Former MCAS Tustin was extensively used for agriculture prior to being commissioned in 1942 for a lighter-than-air patrol base and re-commissioned in 1951 to support helicopter operations. Physical improvements installed over the years to support the mission of MCAS Tustin included: approximately 200 buildings and structures; a 3,000-foot runway, aircraft parking aprons; and aircraft maintenance shops. Support facilities, including military housing, occupied approximately 1,100 acres of the approximately 1,500 acres of the former MCAS Tustin. The remaining approximately 400 acres of the former MCAS Tustin was undeveloped and leased for commercial agricultural use.

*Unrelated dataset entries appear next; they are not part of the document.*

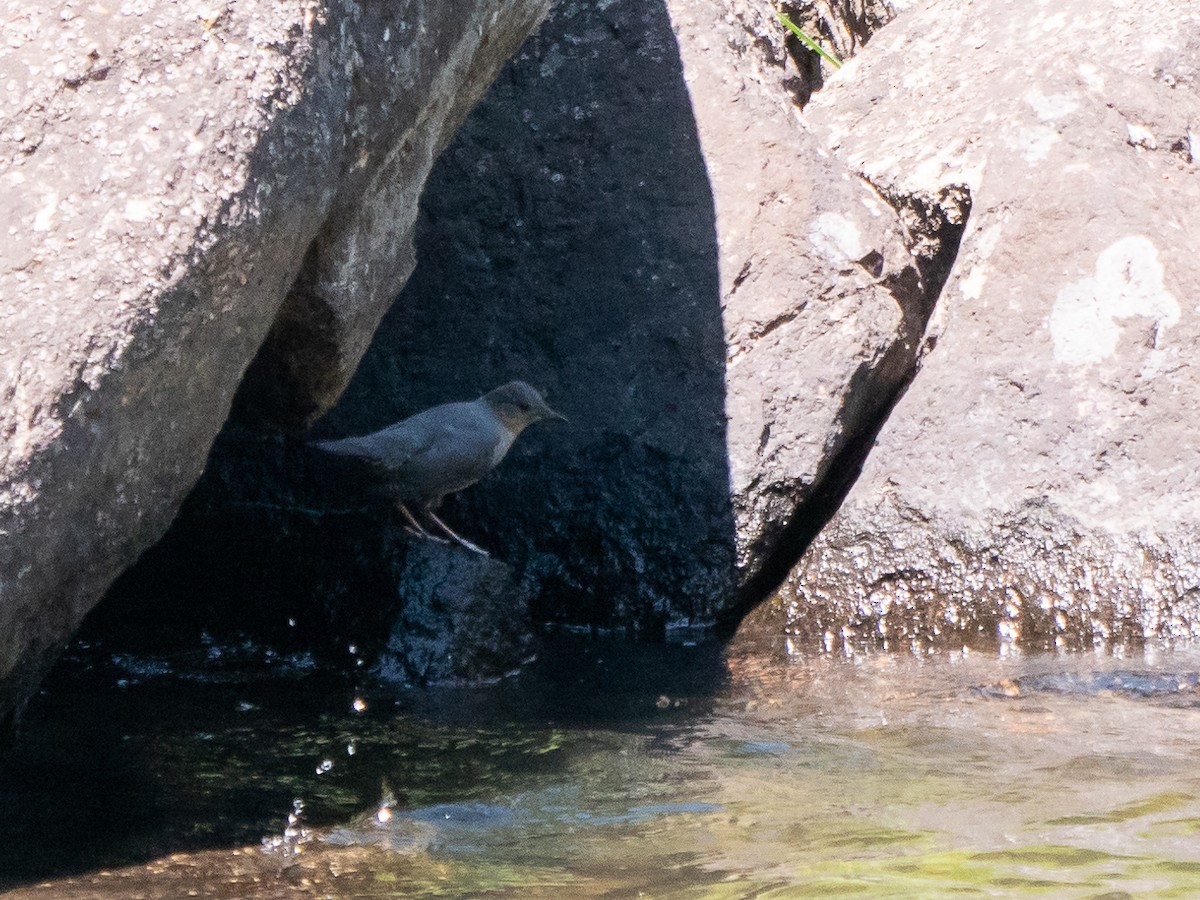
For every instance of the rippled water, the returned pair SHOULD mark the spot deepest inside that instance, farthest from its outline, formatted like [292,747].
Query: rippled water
[611,769]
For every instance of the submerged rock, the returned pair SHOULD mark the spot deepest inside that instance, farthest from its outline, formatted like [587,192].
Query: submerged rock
[465,618]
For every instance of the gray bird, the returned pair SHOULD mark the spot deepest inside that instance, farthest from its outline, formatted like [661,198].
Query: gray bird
[444,449]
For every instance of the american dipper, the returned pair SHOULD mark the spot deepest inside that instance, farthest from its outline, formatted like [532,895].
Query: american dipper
[444,449]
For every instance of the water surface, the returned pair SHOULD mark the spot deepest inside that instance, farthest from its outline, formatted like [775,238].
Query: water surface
[610,769]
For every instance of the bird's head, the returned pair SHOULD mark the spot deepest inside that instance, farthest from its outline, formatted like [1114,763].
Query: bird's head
[517,405]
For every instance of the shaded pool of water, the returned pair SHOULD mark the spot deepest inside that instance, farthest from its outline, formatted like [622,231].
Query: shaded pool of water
[610,769]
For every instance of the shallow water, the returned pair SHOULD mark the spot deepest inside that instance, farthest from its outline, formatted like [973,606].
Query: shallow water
[609,769]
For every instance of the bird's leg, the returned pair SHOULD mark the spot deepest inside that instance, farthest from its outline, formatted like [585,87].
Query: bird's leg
[415,527]
[462,541]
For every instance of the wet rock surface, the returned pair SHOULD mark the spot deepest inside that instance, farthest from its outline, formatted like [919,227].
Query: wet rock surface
[168,171]
[465,619]
[661,286]
[1038,481]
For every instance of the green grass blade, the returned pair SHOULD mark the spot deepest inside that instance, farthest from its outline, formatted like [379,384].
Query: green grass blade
[809,42]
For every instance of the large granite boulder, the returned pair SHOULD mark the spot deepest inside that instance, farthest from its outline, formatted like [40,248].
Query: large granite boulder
[636,221]
[168,172]
[1041,479]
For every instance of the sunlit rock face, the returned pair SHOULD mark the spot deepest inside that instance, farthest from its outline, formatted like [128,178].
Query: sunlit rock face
[1039,481]
[168,172]
[636,222]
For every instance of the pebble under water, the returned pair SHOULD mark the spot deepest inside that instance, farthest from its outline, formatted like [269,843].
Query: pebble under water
[612,769]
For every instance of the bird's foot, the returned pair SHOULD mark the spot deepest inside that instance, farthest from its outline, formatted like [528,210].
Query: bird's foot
[456,538]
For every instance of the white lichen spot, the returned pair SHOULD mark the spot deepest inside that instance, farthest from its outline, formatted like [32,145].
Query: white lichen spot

During the operation of former MCAS Tustin, certain contaminants were released into the soil and groundwater primarily resulting from, but not limited to, solvents and jet fuel supporting the base operations, and from pesticides associated with the agricultural uses. Since the initiation of the “Navy Assessment and Control of Installation Pollutants Program” in 1980 (which later became the current Installation Restoration Program (IRP)), the Navy has successfully completed numerous site investigations and remedial actions; however, contaminated groundwater plumes remain. The chemicals of concern (COC) remaining in the groundwater are generally a result of fuel and solvents previously used in the operation of former MCAS Tustin.
Remediation continues to be undertaken by the Department of the Navy under oversight of the U.S. Environmental Protection Agency (EPA), and the California EPA (Department of Substances Control (DTSC) and Regional Water Quality Control Board (RWQCB)).